Here is a summary of self-forgiveness for you: Commit to doing no harm to yourself (for example, better nutrition, more rest and exercise). See yourself with “new eyes.” Yes, you are imperfect, but your strong guilt shows that you now have good intentions toward yourself and toward others whom you might have hurt. You are a person of worth. Try to bear the pain so you do not subvert yourself or even toss that pain to others. Try to be good to yourself as an end in and of itself… and then go to those whom you have offended and seek forgiveness.
You are correct that some people live with injustices that are not likely to end in their lifetime. Even if forgiveness does not completely get rid of all injustices, that forgiveness will heal individuals, families, and communities from the damaging effects of the injustice (deep resentment, hatred, and the resulting anxiety, depression, and hopelessness that too often accompany unsolved injustice).
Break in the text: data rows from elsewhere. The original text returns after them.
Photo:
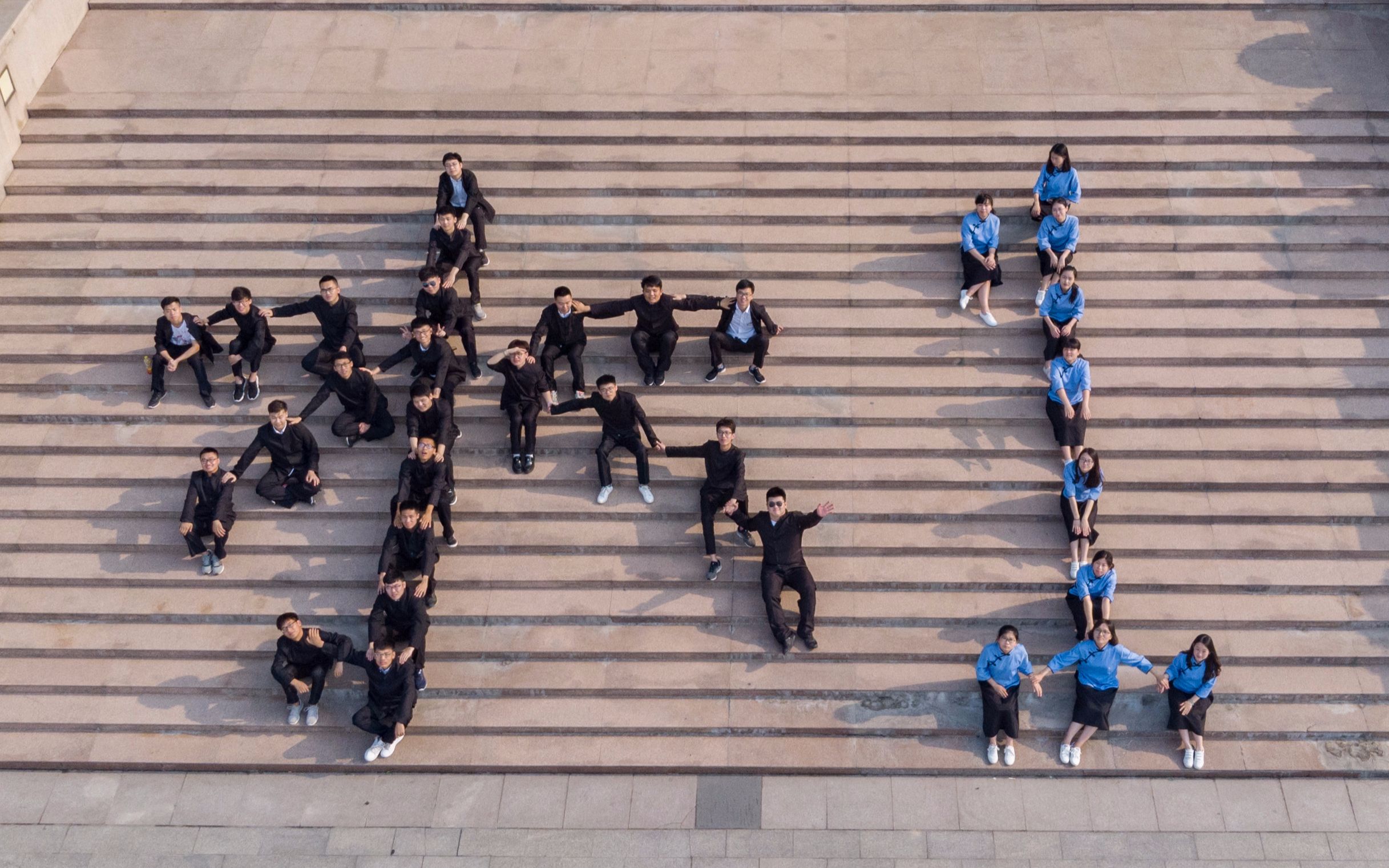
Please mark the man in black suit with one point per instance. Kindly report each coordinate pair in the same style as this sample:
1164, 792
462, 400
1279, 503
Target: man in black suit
337, 317
293, 460
784, 563
742, 328
459, 192
366, 410
562, 328
207, 511
656, 329
180, 340
252, 342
A quest for justice is good and important. Yet, the quest for justice alone in these circumstances can lead to frustration, anger, and the displacement of that anger onto one’s own children and community members, leading to serious psychological compromise. Forgiveness can reverse and prevent these negative effects.
The short answer is no, forgiving others never is overly self-centered or selfish when truly practiced as a moral virtue. Why? This is because forgiving is given to the other as a gift of mercy and love (even if the forgiver never reaches this difficult endpoint of love). Is forgiveness ever immoral because it enables bad behavior? No, it never is immoral precisely because it is a moral virtue and all moral virtues are good in and of themselves. Forgiving does not enable bad behavior because forgiveness and justice need to be a team.
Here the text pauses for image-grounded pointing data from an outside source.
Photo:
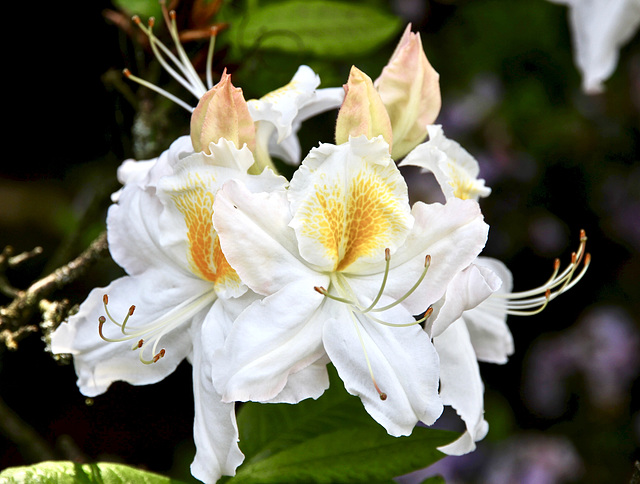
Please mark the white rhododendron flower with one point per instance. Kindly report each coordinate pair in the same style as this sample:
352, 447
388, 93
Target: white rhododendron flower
599, 29
180, 296
279, 114
344, 264
469, 323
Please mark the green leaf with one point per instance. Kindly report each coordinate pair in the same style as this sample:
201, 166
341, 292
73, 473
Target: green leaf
142, 8
266, 429
331, 439
64, 472
328, 29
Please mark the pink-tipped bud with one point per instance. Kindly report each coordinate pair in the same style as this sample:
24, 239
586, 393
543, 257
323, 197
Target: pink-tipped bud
222, 113
362, 111
410, 90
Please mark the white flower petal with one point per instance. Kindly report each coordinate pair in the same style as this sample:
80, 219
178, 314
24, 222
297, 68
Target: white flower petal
452, 235
256, 239
600, 28
455, 170
189, 196
487, 324
215, 431
146, 173
461, 386
134, 232
286, 107
310, 382
404, 365
349, 204
467, 289
273, 338
155, 294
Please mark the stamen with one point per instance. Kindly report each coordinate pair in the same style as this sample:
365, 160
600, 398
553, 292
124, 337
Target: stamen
383, 395
156, 329
427, 263
533, 301
387, 263
157, 89
324, 292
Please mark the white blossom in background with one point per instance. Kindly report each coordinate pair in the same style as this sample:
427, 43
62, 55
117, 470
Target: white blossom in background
599, 29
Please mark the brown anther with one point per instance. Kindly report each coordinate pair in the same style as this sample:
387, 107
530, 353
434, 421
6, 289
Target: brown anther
101, 320
158, 356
The philosopher, Trudy Govier (2002) has used this term. Secondary forgiveness occurs when you are hurt because of a person’s actions toward a loved one. In other words, the mother truly is offended and hurt when someone bullies her daughter in school. It is secondary in the sense that the mother was not directly bullied. Yet, the fact that she is resentful and legitimately so because of the actions toward her daughter, the mother then can go ahead and forgive the one who bullies. It is important to note that the mother is not forgiving the one who bullies on behalf of the daughter. It still is up to the daughter to offer primary forgiveness or not. It is the daughter’s choice. The mother’s forgiveness does not substitute for the daughter’s response.
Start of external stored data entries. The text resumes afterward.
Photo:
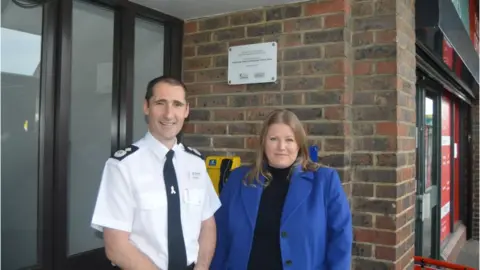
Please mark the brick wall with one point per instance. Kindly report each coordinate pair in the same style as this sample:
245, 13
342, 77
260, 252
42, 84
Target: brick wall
475, 171
338, 70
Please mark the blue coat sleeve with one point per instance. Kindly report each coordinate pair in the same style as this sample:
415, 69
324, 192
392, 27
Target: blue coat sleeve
222, 220
339, 225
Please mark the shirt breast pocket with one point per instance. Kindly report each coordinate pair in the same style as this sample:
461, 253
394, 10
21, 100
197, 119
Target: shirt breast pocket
151, 201
194, 196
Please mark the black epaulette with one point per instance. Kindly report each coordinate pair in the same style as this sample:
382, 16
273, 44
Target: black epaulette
193, 151
123, 153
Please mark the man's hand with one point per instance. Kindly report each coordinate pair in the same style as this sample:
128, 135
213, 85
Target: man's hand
123, 254
207, 242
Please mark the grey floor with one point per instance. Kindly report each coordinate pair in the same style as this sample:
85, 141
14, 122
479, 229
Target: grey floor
469, 254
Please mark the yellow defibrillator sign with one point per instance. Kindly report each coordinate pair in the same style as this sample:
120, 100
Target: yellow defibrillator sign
219, 168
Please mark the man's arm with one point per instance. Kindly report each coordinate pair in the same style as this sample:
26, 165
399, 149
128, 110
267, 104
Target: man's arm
114, 214
123, 254
207, 242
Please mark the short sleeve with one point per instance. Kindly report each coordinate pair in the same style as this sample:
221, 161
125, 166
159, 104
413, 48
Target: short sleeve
212, 202
114, 207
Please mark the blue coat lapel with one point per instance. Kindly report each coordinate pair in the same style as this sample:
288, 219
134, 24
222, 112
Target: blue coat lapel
298, 192
251, 196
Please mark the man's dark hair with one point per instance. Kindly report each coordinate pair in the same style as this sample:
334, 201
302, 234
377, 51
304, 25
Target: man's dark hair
163, 79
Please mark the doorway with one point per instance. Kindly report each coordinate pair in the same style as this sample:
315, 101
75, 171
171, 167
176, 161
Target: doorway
74, 76
427, 164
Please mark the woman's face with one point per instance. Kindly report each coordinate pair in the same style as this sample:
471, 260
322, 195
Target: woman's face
281, 148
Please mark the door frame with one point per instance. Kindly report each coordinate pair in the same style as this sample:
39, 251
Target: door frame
55, 115
424, 90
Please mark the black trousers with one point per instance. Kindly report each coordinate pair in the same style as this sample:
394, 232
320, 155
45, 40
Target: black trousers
190, 267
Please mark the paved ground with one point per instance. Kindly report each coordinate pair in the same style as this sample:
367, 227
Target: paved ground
469, 254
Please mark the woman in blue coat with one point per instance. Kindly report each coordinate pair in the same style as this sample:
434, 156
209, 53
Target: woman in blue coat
284, 211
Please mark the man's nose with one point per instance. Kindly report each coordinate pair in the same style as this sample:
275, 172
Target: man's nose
168, 111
Govier, T. (2002). Forgiveness and revenge. New York: Routledge.
I think you are right that the negative view of humility within philosophy has been with us for centuries, with the writings of the Scottish philosopher David Hume and the German philosopher Friedrich Nietzsche. For example, in the late 1800s, Nietzsche stated that those who try to humble themselves are actually trying to exalt the self. The famous philosophers Albert Camus and John Paul Sartre, in post-World War II France, split over the theme of humility. Whereas Camus embraced moral humility, rejected absolutism and violence, and acknowledged human fallibility, Sartre was not convinced (Dresser, 2017). I am not surprised, then, that philosophers such as David Hume have a negative view of forgiveness, which he called “a monkish virtue.” I wonder what Mr. Hume did when holding resentment toward those who were less than fair to him.